For years, I have been living around the corner from him at Cite Universitaire. The image of ‘the supervisor’ was often off-set by seeing him play jeu de boules with family and friends, or, suddenly, seeing him walk a dog, a dog that, I later learned, did not really listen to his commands the way his students listened to his advice. During my defense, last September, François mentioned that I was self-governed. This is only half-true: I was, but only because he allowed it. Letting me discover how I work best is the most important gift a teacher can give. We didn’t meet often during the first years of my research: I was too busy ‘thinking’ about research that actually doing research. When the time came when not working on the PhD became more exhausting than setting my mind to it, our meetings became more frequent. His critiques were always short and to the point: ‘too bombastic’, ‘unnecessary’, ‘pompous’, and the unquestionably clear ‘?’. To a Dutch (and therefore Calvinistic person) comments like this mean the world. For François, a great communicator, great and important ideas are to be packed in humble language so as not to get lost in superlatives, in the spectacle and the fashionable. To me, his character and style can be located somewhere between the meaning of two words I learned from him: pedestrian (adj) in the meaning of dull, unexciting, and (by far the most extravagant word I ever heard him utter) ‘braggadocio’.

I discovered he was brilliant upon reading his important book, La naissance de l'idée de photographie. Even though he talked a lot in class as well as during meetings, he never talked about his own work much. It is a sign of a strong personality to be able to remove the ‘I’ from your language. Like the renaissance mystics who, in order to renounce their personality and accept the Cloud of Unknowing or the ultimate Nada as their final dwelling, first had to discover themselves. Being in intellectually impressive and emotionally in control, he was comfortable to self-efface. François employed the language of humility. He did not try to impress anyone, which is, as every teacher should know, the only way to be a good teacher: it is easy to impress people who don’t know much yet and who certainly know less than you. It is difficult to appeal to them in a language they understand and that stimulates them to discover what has already been discovered. Because, as anyone who has worked with him knows, François was always a step ahead of most people: in his thinking on photography, in giving career advice, in anticipating new projects…one wonders if the ‘pardon pour les doublons’ that started many of his emails didn’t imply that he was sometimes ahead of himself too.

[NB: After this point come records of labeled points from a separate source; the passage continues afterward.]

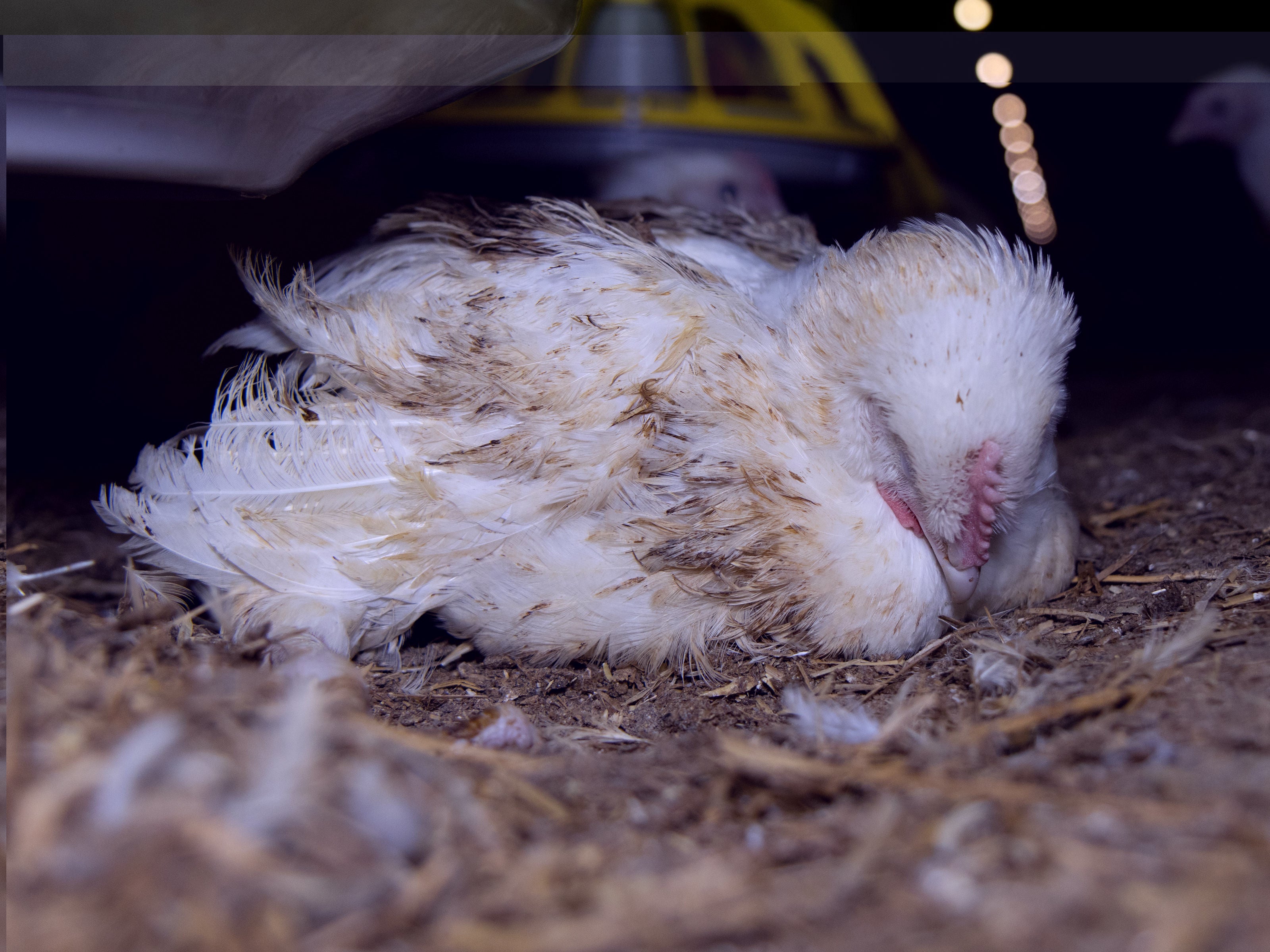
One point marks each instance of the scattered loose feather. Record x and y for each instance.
(827, 720)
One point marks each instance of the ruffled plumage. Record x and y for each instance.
(635, 437)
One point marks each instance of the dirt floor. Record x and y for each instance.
(1089, 775)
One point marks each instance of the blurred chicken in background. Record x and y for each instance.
(1235, 108)
(710, 181)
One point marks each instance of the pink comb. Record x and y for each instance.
(971, 547)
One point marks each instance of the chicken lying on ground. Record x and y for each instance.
(639, 440)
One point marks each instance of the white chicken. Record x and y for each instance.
(1235, 108)
(637, 437)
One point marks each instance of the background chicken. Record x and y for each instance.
(1235, 108)
(633, 438)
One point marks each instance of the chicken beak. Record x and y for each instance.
(962, 582)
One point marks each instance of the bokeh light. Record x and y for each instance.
(1027, 181)
(1018, 139)
(1009, 109)
(972, 14)
(995, 70)
(1029, 188)
(1024, 163)
(1027, 155)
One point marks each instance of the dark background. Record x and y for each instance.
(115, 290)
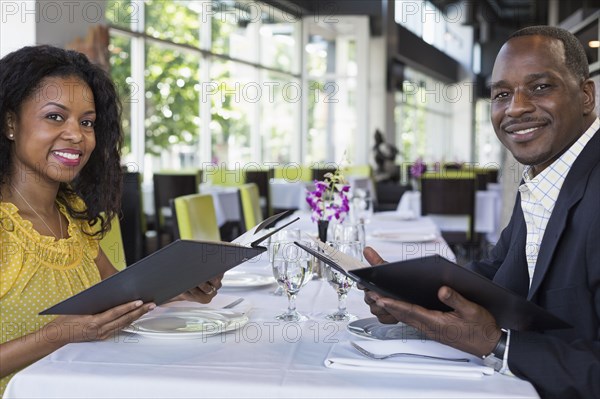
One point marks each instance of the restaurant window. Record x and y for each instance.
(332, 68)
(210, 76)
(423, 119)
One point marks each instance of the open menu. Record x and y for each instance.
(170, 271)
(418, 281)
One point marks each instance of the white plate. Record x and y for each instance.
(240, 279)
(373, 329)
(396, 236)
(187, 323)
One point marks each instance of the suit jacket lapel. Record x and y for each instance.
(571, 192)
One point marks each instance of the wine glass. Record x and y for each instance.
(292, 268)
(340, 282)
(288, 235)
(362, 205)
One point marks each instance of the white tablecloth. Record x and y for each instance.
(266, 358)
(487, 213)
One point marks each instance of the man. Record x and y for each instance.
(543, 112)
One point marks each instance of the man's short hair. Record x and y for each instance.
(575, 58)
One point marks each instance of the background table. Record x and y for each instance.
(266, 358)
(487, 213)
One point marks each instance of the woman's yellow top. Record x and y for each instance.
(38, 271)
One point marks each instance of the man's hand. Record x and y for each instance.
(204, 293)
(382, 315)
(468, 327)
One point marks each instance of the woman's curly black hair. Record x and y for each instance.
(99, 183)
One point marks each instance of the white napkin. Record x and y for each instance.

When preparing a talk for a symposium at Paris Diderot in 2016, I told him my talk would be entitled “Magic and Loss in the Archive”. ‘You’re probably too young to know this, but that’s also a record by Lou Reed’, he said. I happen to be a big fan of Reed and the reference was intentional. Some of the songs on this record are brilliant, others much less so. I think we were both surprised to find out we shared something of a musical culture. Did he admire Reed, too? And does it even matter? The lyrics to the title song reflect partly who François was to me: smart, in control, thoughtful, caring and, as these things go, somewhat somber at times, humble and radiant, doubting and decisive. The loss of my mentor, everyone’s mentor, leaves an emptiness that cannot be grasped. The world shines less brightly now that he passed on, but his too brief presence here will continue to mark the lives and thoughts of those who have known him. “There’s a bit of magic in everything, and then some loss to even things out”, as Lou Reed sang.